Desde Washington, funcionarios de la época señalaron que Estados Unidos ya mantenía presencia militar en la isla —particularmente en la base aérea hoy conocida como Pituffik— y que ampliar la cooperación con Groenlandia era “estratégico”. La idea de compra, sin embargo, fue leída como un salto político sin precedentes.
Reacciones oficiales y rechazo regional
La respuesta fue inmediata. El gobierno danés calificó la propuesta de “absurda”, mientras que autoridades groenlandesas reafirmaron que la isla “no está en venta”. El episodio derivó incluso en la cancelación de una visita oficial de Trump a Copenhague, tensando vínculos diplomáticos.
Desde Nuuk, líderes locales subrayaron que cualquier discusión sobre el futuro de Groenlandia debe pasar por su población y su parlamento. “No somos un activo inmobiliario”, afirmaron entonces, marcando límites claros a la narrativa estadounidense.
Impacto geopolítico y debate estratégico
Analistas internacionales coinciden en que el episodio expuso una disputa mayor: el control del Ártico en un escenario de cambio climático que abre nuevas rutas marítimas y acelera la explotación de recursos. Para expertos en defensa, la retórica de Trump visibilizó una preocupación compartida por Washington y sus aliados, aunque la forma elegida resultó contraproducente.
“Estados Unidos tiene intereses legítimos en el Ártico, pero plantearlos como una transacción comercial dañó la confianza con socios históricos”, evaluó un ex diplomático europeo consultado para esta nota. Desde el ámbito académico, se advierte que el episodio fortaleció el debate interno en Groenlandia sobre una eventual independencia de Dinamarca.
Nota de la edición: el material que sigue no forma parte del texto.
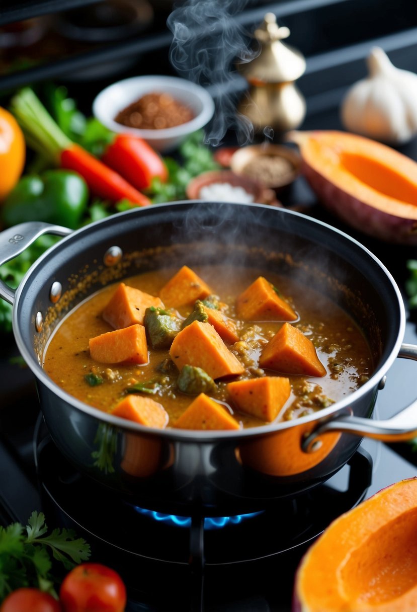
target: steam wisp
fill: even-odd
[[[180,76],[215,91],[217,112],[206,143],[217,146],[227,130],[239,144],[253,138],[251,122],[236,110],[237,95],[228,91],[235,63],[250,61],[258,51],[249,47],[250,35],[234,18],[248,0],[187,0],[175,9],[167,24],[174,35],[169,58]]]

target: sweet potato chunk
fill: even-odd
[[[323,376],[326,368],[319,360],[311,340],[297,327],[284,323],[270,340],[259,358],[261,368],[286,374]]]
[[[143,325],[147,308],[163,305],[160,298],[120,283],[103,311],[103,318],[115,329]]]
[[[147,427],[163,429],[168,422],[168,414],[161,404],[151,397],[128,395],[111,412],[114,416],[133,420]]]
[[[201,393],[174,427],[180,429],[239,429],[239,424],[224,406]]]
[[[91,357],[101,364],[146,364],[148,360],[146,332],[139,324],[90,338],[89,343]]]
[[[210,323],[222,340],[229,344],[234,344],[239,340],[235,321],[226,316],[221,310],[210,308],[201,300],[197,300],[194,305],[194,310],[183,322],[182,327],[186,327],[193,321]]]
[[[199,321],[193,321],[177,334],[169,355],[179,370],[186,365],[195,365],[213,379],[245,371],[213,326]]]
[[[259,277],[236,300],[236,314],[245,321],[295,321],[297,313],[273,285]]]
[[[178,308],[203,299],[212,293],[208,285],[188,266],[183,266],[160,291],[164,304],[172,308]]]
[[[232,319],[226,316],[221,310],[204,307],[207,314],[207,322],[212,325],[218,335],[229,344],[234,344],[240,340],[236,329],[236,323]]]
[[[229,382],[227,391],[239,410],[272,421],[290,397],[291,385],[284,376],[264,376]]]

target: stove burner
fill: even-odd
[[[139,514],[145,517],[150,517],[155,521],[160,521],[166,524],[175,525],[177,527],[190,528],[191,526],[191,517],[179,517],[175,514],[164,514],[163,512],[147,510],[146,508],[141,508],[138,506],[135,506],[134,507]],[[204,518],[204,531],[220,529],[226,525],[237,525],[248,518],[262,514],[263,512],[263,510],[260,510],[259,512],[250,512],[248,514],[238,514],[235,517],[206,517]]]

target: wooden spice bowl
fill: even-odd
[[[233,172],[257,181],[278,191],[297,178],[301,157],[295,151],[279,144],[251,144],[242,147],[233,154],[231,168]]]

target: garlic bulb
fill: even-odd
[[[369,75],[347,92],[342,121],[350,132],[392,144],[417,134],[417,75],[396,68],[382,49],[367,58]]]

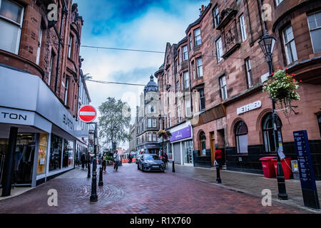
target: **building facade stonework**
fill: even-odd
[[[57,20],[49,19],[49,4]],[[79,56],[83,20],[71,0],[1,0],[0,16],[1,187],[35,187],[88,150],[77,116],[90,102]]]
[[[167,44],[164,69],[156,72],[160,92],[182,90],[181,83],[175,86],[180,75],[173,76],[175,67],[184,69],[186,64],[195,166],[212,167],[217,147],[224,152],[228,170],[263,173],[259,159],[277,155],[272,101],[262,91],[268,68],[258,41],[267,29],[277,40],[274,71],[287,68],[302,81],[297,90],[301,100],[293,102],[289,119],[277,105],[283,152],[296,160],[293,131],[307,130],[316,178],[321,179],[320,11],[318,1],[213,0],[202,6],[200,17],[188,26],[179,45]],[[180,61],[185,58],[180,43],[187,44],[188,60]],[[173,57],[168,55],[170,51]],[[174,81],[170,82],[173,63]],[[160,93],[160,100],[165,96]],[[175,97],[168,102],[173,110],[177,110]],[[168,114],[164,128],[170,129],[179,122],[176,114]]]
[[[136,145],[138,152],[159,154],[158,87],[151,76],[150,81],[140,95],[136,112]]]

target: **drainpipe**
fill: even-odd
[[[68,9],[66,4],[66,1],[63,0],[63,7],[61,9],[61,21],[60,23],[60,31],[59,31],[59,37],[58,37],[58,55],[57,55],[57,66],[56,68],[56,80],[55,80],[55,93],[57,93],[57,86],[58,86],[58,75],[59,72],[59,58],[60,58],[60,51],[61,43],[61,33],[62,33],[62,26],[63,21],[63,14],[68,14]]]

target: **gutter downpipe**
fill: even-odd
[[[60,58],[60,51],[61,46],[61,33],[62,33],[62,26],[63,21],[63,14],[68,14],[68,9],[66,7],[66,1],[63,0],[63,7],[61,9],[61,21],[60,23],[60,31],[59,31],[59,41],[58,46],[58,55],[57,55],[57,67],[56,68],[56,79],[55,79],[55,93],[57,93],[57,86],[58,86],[58,76],[59,73],[59,58]]]

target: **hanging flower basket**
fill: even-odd
[[[292,100],[300,100],[300,95],[295,92],[300,83],[293,78],[294,74],[287,73],[287,70],[279,68],[263,85],[263,92],[268,92],[270,98],[280,105],[285,114],[287,108],[292,110]]]
[[[172,136],[172,134],[168,130],[160,130],[158,131],[158,138],[163,137],[165,140],[167,140],[170,136]]]

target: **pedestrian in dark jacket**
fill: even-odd
[[[82,154],[81,157],[81,167],[83,169],[85,168],[85,161],[86,161],[86,156],[85,154]]]
[[[103,155],[103,157],[101,157],[101,167],[103,170],[103,172],[106,172],[106,154]]]

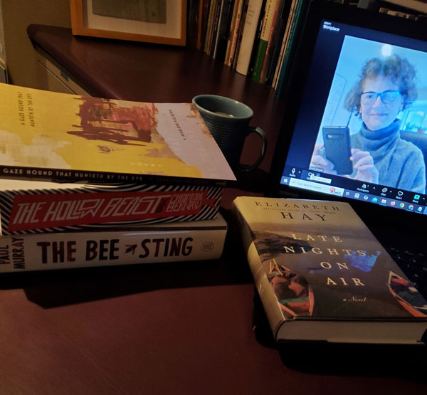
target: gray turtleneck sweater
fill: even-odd
[[[421,150],[400,137],[399,121],[372,132],[364,122],[352,136],[352,148],[369,151],[379,173],[379,184],[426,193],[426,164]]]

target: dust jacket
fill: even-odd
[[[349,204],[233,206],[277,341],[423,344],[427,302]]]
[[[234,174],[191,103],[0,84],[0,177],[225,183]]]

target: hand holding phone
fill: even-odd
[[[346,126],[325,126],[322,128],[326,159],[334,165],[338,175],[351,174],[353,164],[350,132]]]

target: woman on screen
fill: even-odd
[[[421,149],[400,136],[398,114],[416,99],[415,69],[404,58],[374,58],[347,94],[347,110],[362,118],[361,130],[351,137],[354,179],[424,194],[426,166]],[[317,145],[310,165],[337,174]]]

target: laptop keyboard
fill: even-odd
[[[387,251],[419,293],[427,300],[427,254],[387,248]]]

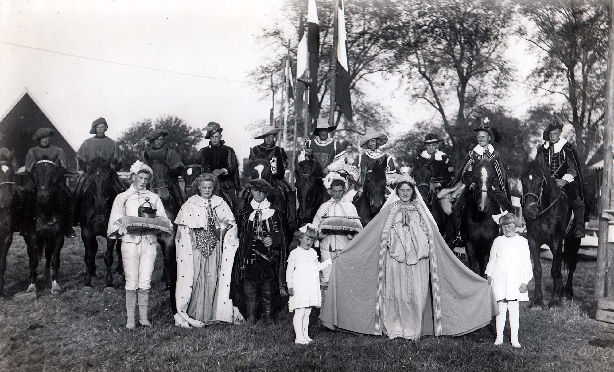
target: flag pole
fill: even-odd
[[[333,52],[330,53],[330,108],[328,112],[328,125],[335,123],[335,93],[337,80],[337,48],[339,47],[339,0],[335,0],[335,11],[333,18]]]

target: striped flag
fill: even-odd
[[[313,81],[309,87],[309,112],[311,118],[314,119],[319,116],[320,112],[317,99],[317,70],[320,66],[320,21],[317,18],[316,0],[309,0],[307,7],[307,52],[309,52],[309,77]]]
[[[343,0],[339,0],[339,32],[337,43],[337,76],[335,98],[339,111],[346,118],[352,121],[352,101],[349,96],[350,76],[348,66],[348,51],[346,42],[345,17],[343,12]]]

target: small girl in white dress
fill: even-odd
[[[298,229],[302,233],[299,246],[290,252],[286,281],[288,284],[288,309],[294,311],[295,344],[307,344],[312,340],[307,334],[311,306],[322,304],[319,271],[333,264],[330,259],[317,260],[317,254],[311,248],[317,237],[316,228],[308,223]]]
[[[493,216],[493,219],[495,217]],[[516,233],[518,220],[513,214],[503,212],[497,223],[501,225],[504,235],[497,237],[492,242],[486,271],[499,309],[499,314],[495,319],[497,339],[494,344],[503,344],[503,331],[509,310],[511,345],[514,347],[520,347],[518,301],[529,301],[527,284],[533,277],[529,242],[526,238]]]

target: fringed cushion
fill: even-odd
[[[362,230],[360,217],[353,215],[323,215],[320,222],[321,230],[351,231]]]
[[[173,224],[171,223],[171,220],[163,217],[145,218],[125,215],[114,222],[114,224],[117,227],[123,227],[128,231],[134,231],[144,228],[169,234],[173,233]]]

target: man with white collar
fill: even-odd
[[[562,124],[554,122],[544,130],[545,142],[537,149],[535,158],[543,157],[550,174],[556,180],[556,185],[567,196],[576,219],[575,237],[584,238],[584,223],[588,221],[584,182],[575,149],[567,139],[561,138],[562,129]]]
[[[362,193],[362,186],[365,184],[365,178],[373,166],[379,164],[383,166],[386,172],[386,185],[392,185],[396,179],[397,169],[392,157],[379,149],[379,147],[388,142],[388,136],[384,133],[368,129],[360,139],[360,145],[367,150],[363,153],[359,154],[354,159],[354,165],[360,171],[360,179],[356,180],[359,185],[359,193]],[[389,193],[387,190],[386,193]]]
[[[330,200],[324,202],[318,208],[313,217],[313,225],[318,228],[318,238],[320,242],[320,261],[324,262],[330,258],[335,260],[343,248],[354,238],[356,233],[348,231],[323,231],[320,229],[324,216],[338,216],[356,217],[359,223],[360,219],[356,207],[351,200],[344,200],[343,196],[347,188],[346,180],[336,172],[330,172],[324,180],[324,187],[330,195]],[[322,270],[320,277],[320,286],[324,293],[328,287],[328,279],[330,277],[329,266]]]
[[[491,141],[495,138],[492,128],[488,125],[483,125],[473,128],[473,131],[476,132],[478,144],[467,153],[460,171],[456,174],[452,183],[456,185],[459,182],[462,182],[467,186],[452,206],[452,218],[454,222],[457,234],[453,242],[455,245],[462,243],[460,234],[460,223],[465,204],[473,195],[473,165],[483,158],[488,158],[494,163],[495,171],[497,173],[497,179],[492,183],[494,190],[491,192],[491,196],[502,204],[505,204],[500,206],[503,210],[509,211],[511,208],[509,185],[507,183],[507,168],[503,163],[501,154],[495,150],[492,145],[490,144]]]
[[[424,137],[426,150],[417,157],[416,161],[426,159],[430,165],[433,169],[433,188],[438,192],[447,187],[454,178],[454,167],[452,165],[452,161],[446,153],[438,149],[440,142],[437,134],[428,133]],[[440,198],[439,204],[446,214],[452,213],[452,203],[448,198]]]
[[[315,138],[305,143],[303,150],[298,155],[298,161],[313,157],[320,166],[324,174],[340,171],[345,164],[345,149],[340,142],[328,137],[336,125],[329,125],[327,119],[317,119],[317,124],[311,132]]]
Un antecedente que deja huella
Aunque la propuesta no se tradujo en acciones militares ni en negociaciones formales, el caso Groenlandia dejó una marca en la agenda internacional. Reveló el peso estratégico de la región y los límites políticos de una diplomacia basada en gestos disruptivos.
Hoy, el consenso entre gobiernos y especialistas es claro: el futuro de Groenlandia se define entre sus habitantes y en el marco del derecho internacional. La experiencia Trump funciona como advertencia sobre cómo una idea, aun descartada, puede reconfigurar debates globales y tensar equilibrios sensibles.